Cette hausse notable des CP s'explique par l'effort de l'État dans les domaines suivants :

- une augmentation de près de 8 millions d'euros pour le financement des investissements prioritaires de la Polynésie française et notamment le désenclavement et la prévention des risques en ciblant les investissements à venir sur les infrastructures de transport (routières, portuaires et aéroportuaires) ainsi que de défense des eaux ;

- un soutien exceptionnel de l'État à la Guyane en vue de rétablir sa capacité d'autofinancement en contrepartie d'engagements relatifs à la maitrise des dépenses de fonctionnement, de fiabilité des comptes ou de respect des délais de paiement. Le montant inscrit en PLF 2022, de 20 millions d'euros, pourra être, au besoin réajusté en fonction de la trajectoire financière qui doit être transmise par la collectivité territoriale de Guyane. Dans ce contexte, il convient de rappeler, qu'en 2017, un plan d'urgence avait déjà été déployé en Guyane. Ce dispositif d'urgence avait été adopté en réponse aux mouvements sociaux ainsi qu'à la situation financière fragile de la collectivité territoriale de Guyane (CTG) dont le reste à charge relatif au revenu de solidarité active (RSA) était passé de 39,6 millions d'euros à 55,3 millions d'euros entre 2016 et 2018. Aussi et dès 2017, afin de redresser la capacité d'autofinancement de la collectivité, l'État avait versé à la CTG une subvention exceptionnelle d'équilibre de 53 millions d'euros tout en réduisant au-delà de ses engagements la charge du RSA par une aide compensatoire. En contrepartie, la CTG s'était engagée à réaliser une analyse financière prospective à cinq ans, et à se doter d'outils de programmation pluriannuelle et de suivi des investissements tout en établissant un plan de performance conjointement avec l'État. La Cour des comptes observait dans un référé de 2019 que ces engagements n'avaient pas été tenus dans les délais convenus ;

- une hausse de crédits de près de 13 millions d'euros pour la construction d'établissements scolaires, de collèges et lycées en Guyane et une hausse de 4,5 millions d'euros pour la construction et l'équipement d'établissements scolaires à Mayotte ;

- l'ouverture de 10 millions d'euros de CP pour le dispositif « contrats de redressement outre-mer » (COROM), introduit par amendement à la loi de finances pour 2021, qui vise à soutenir les communes souhaitant assainir leur situation financière et réduire les délais de paiement de leurs fournisseurs locaux.

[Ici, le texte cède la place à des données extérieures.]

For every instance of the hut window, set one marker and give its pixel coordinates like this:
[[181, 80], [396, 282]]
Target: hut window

Cette action est plus que jamais nécessaire dans un contexte de crise sanitaire et les soutiens supplémentaires apportés dans le PLF 2022 sont salués par les rapporteurs. En effet, même si les situations sont très variables d'un territoire à l'autre, sur l'ensemble des DROM, l'encours de dette a augmenté de 31 % entre 2016 et 2020 passant de 1 949,3 à 2 551,9 millions d'euros alors que parallèlement la capacité d'autofinancement a enregistré une baisse de 17 % passant de 266,2 à 220,2 millions d'euros. Dans ce contexte, l'amendement voté lors du projet de loi de finances pour 2021 instaurant le dispositif COROM susmentionné prouve toute son utilité. La persistance de la crise sanitaire dans les territoires outre-mer pourrait justifier l'augmentation des crédits alloués à ce dispositif.

Évolution de la capacité d'autofinancement (CAF) et de l'encours de dette dans les DROM entre 2016 et 2020

(en millions d'euros)

Source : commission des finances du Sénat à partir des comptes des collectivités


* 5 En raison de cette signature tardive les opérations prévues dans le cadre du CCT, et qui ont été engagées en 2019 pour un montant de 8,4 millions d'euros ont été rattachées en exécution, au précédent contrat de développement, signé le 30 juillet 2014 et modifié par avenant du 11 juin 2018.